Monday, March 27, 2006

Persistence of Vision

Hmm.. There is so much I want to say but time is short and I am pretty tired.

Paul is a very knowledgeable photographer. I find that he likes to keep his shoots simple. He will do whatever he needs to light the shoot but he never goes overboard on anything. This is a very fine line and takes a lot of discipline.

However, the main thing that seems to be sinking into my head is his persistence of vision. If he has something in his mind that he wants to produce, he will keep at it until he gets it. He makes very tiny adjustments and is willing to change a softbox to an umbrella to a reflector, just to get the exact lighting he needs. He shoots a lot of frames for any one subject. For one job, just to get one shot he will take approximately 200 shots of the subject. And we are not talking about many different scenarios. We are talking about a simple head shot with one type of background and lighting. He tells his subjects that the designer will need a range of expressions to choose from. Although this is true, I realize that Paul shoots a lot of small variations.
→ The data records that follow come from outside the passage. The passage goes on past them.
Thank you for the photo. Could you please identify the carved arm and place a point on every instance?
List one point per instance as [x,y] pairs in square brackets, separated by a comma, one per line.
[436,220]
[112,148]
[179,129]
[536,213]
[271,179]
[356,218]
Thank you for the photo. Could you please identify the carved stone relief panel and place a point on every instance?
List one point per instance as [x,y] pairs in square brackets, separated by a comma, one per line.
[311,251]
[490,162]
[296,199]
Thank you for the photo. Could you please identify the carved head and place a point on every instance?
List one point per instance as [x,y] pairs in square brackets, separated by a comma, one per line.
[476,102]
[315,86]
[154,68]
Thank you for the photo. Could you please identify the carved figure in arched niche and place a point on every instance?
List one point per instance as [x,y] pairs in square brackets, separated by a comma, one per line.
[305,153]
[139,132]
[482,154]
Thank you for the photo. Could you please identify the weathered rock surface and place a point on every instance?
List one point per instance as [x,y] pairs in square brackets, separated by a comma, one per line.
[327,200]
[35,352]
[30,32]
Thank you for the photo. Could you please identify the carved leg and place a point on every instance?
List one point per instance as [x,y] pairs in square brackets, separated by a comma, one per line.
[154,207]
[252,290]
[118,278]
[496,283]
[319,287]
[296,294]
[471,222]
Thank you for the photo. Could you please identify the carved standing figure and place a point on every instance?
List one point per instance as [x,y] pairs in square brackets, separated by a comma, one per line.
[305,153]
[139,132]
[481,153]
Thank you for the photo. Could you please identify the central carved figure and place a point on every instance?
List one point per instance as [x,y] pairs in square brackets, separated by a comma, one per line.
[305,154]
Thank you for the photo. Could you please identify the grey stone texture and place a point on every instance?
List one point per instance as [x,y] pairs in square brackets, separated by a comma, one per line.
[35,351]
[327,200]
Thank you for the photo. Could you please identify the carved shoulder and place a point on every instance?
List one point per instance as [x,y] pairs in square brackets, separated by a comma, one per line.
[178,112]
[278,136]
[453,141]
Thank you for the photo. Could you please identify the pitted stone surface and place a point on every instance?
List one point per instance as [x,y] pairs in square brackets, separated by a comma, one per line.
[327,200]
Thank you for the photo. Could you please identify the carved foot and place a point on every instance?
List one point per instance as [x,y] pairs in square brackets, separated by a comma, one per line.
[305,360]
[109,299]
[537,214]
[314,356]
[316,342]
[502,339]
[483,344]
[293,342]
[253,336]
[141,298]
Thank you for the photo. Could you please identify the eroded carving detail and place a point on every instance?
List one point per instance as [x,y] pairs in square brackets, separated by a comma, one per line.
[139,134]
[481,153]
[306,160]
I think that I will have to do more of this too.

Once Paul has a certain lighting ratio locked in for one person in a job, he continues with this lighting and spacing for the entire series. Jason, the assistant makes elaborate drawings and takes copious length and exposure notes so that he can recreate the shoot exactly. It is beginning to sink into me how important this is to maintain a consistent look in a series of photographs.

Full-time, Paul has Leasha as his producer, Audra as studio manager and administrator and Jason his assistant. They go to extraordinary lengths to make sure that Paul can concentrate as much as possible on creative aspects of the shoot and the shoot itself. A photographer working at a high level needs a team that can take away unnecessary things from clouding the process of photography.

There is one thing that I have been wanting to say for a long time and I will say it now. Working at a high level in anything, one encounters problems and issues. We have to be in a good and safe place to engage these problems. Internally we have to be at peace with ourselves. The whole photographic studio team needs to be professional. That is that they need to know what to do, and show initiative in getting their job done. There are one million and one things happening and every job is different. Everyone in the team needs to be able to keep up.

What I am trying to say is that the photographic team must all be working towards the same goal. The people on the team must have a positive attitude and support one another, not make it difficult for other people to work. And yes, the photographer is the leader. I don't have a desire to rule the world, but the studio is mine and how it runs is my call. The team has to keep in constant communication and back each other up like a military outfit, one person looking out for the back of another.

Trying to go where I want to go in photography, I will encounter lots of problems. I do not need anymore unnecessary problems or shit. I guess this is true for anyone in life. Lighten up, enjoy life when you can and let things be as much as you can. If you work at the highest levels, you will get your share of shit, why create more?